Hi aesterling, i updated the ocr / yolo code in my initial post, so v20210713 should be a lot better now. o man… I set out to add a few little things, and ended up re-writing the program multiple times this week to get it all to work just right. learned a lot! :slight_smile:

most important part of the retraining to improve the custom model accuracy will be to correct the incorrect results (either manual labeling, or editing the yolo files), as the ‘good’ results were already detected fine by the existing model, and probably wont improve it too much.

1 Like

Wow, what a great tool to process the dataset shallowstack!

Any chance you could help me do a version that is just normal object detection and not LPR? I’m guessing it’s a lot simpler. I would like to find and save objects, with some confidence limit, and then use the second script to manually sort the results. I’m struggling to understand how to omit all the LPR specific features without braking the code.

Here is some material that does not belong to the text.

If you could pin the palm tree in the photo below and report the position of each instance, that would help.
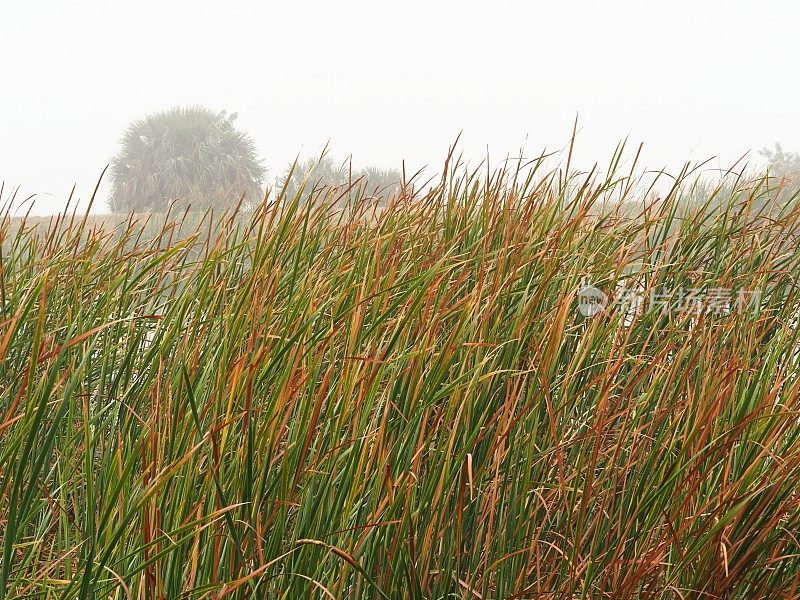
(192, 156)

Sure, sounds like it shouldn’t be too difficult. I’ll have a look later, but from memory it should be pretty much the same, only instead of using the characters as the classes, your classes.txt will be replaced by your object labels. replacing this file with your desired labels will get you most of the way there i think. and note, the order matters (use your labeling order) and the txt file should look like the below with one item per line:
dog
person
car
(etc)

and of coarse change the directory variables to where ever works for your computer filesystem files.

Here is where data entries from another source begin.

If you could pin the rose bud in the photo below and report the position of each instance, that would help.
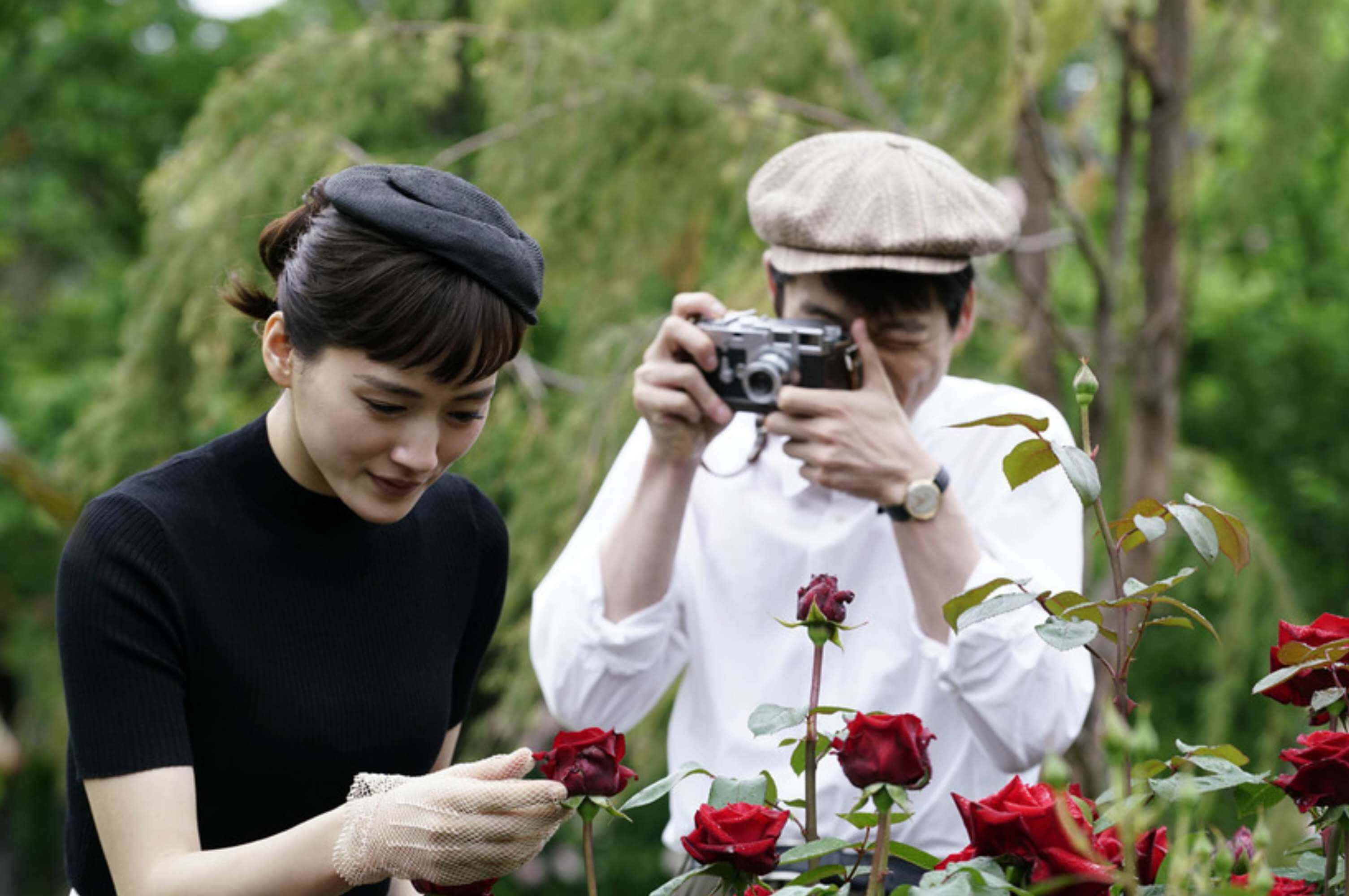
(1321, 775)
(1243, 849)
(1282, 886)
(743, 834)
(587, 763)
(1301, 687)
(1149, 851)
(1022, 821)
(890, 750)
(478, 888)
(823, 593)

you could also comment out the sections on overlapping characters, and the section where it limits the number of detections to 6 (or maybe just increase plate_len_threshold value to 100 or however many objects you want.

happy to help you get it going, lemme know whereever you get stuck or if you need me to write anything.
cheers!

I sorta got it working. I did minimal changes to the code, just added my classes and changed the min_len_thres to 0 and plate_len_threshold = 20 (i have at most 2 objects in one picture so far).

It seems to work fine, but the YOLO output ads a space at the end of each line. I’m not sure if it’s a problem for deepstack (havent tried it yet) but when i try to double-check and fix errors using labelImg it does not read the lines properly when they have the trailing space.

on line 106 i found:

data2write = str(ClassValue) + " " + str(xCenter) + " " + str(yCenter) + " " + str(xWidth) + " " + str(yWidth) + " "

I tried removing the last + " " (after str(xWidth)) but the space is still present in the output.

Summary

The python printout shows it:
COMPLETED : pic1.jpg *** ['myseconclass'] *** [361] *** [0.83] *** ['1 0.104818 0.811574 0.021615 0.062963 ']

The same thing in the logfile:

pic1.jpg
[‘myseconclass’]
[361]
[0.83]
['1 0.104818 0.811574 0.021615 0.062963 ']

Any ideas on where it is added and how to get rid of it?

EDIT:
Well, the space is now gone, I’m sure it was line 106 but i was editing a copy, and not the code I actually ran, rookie mistake!
The script now works as expected and it helps A LOT to prepare new pictures for training. Now it’s about trimming in the minimum confidence value.
Once again, thank you for this piece of code.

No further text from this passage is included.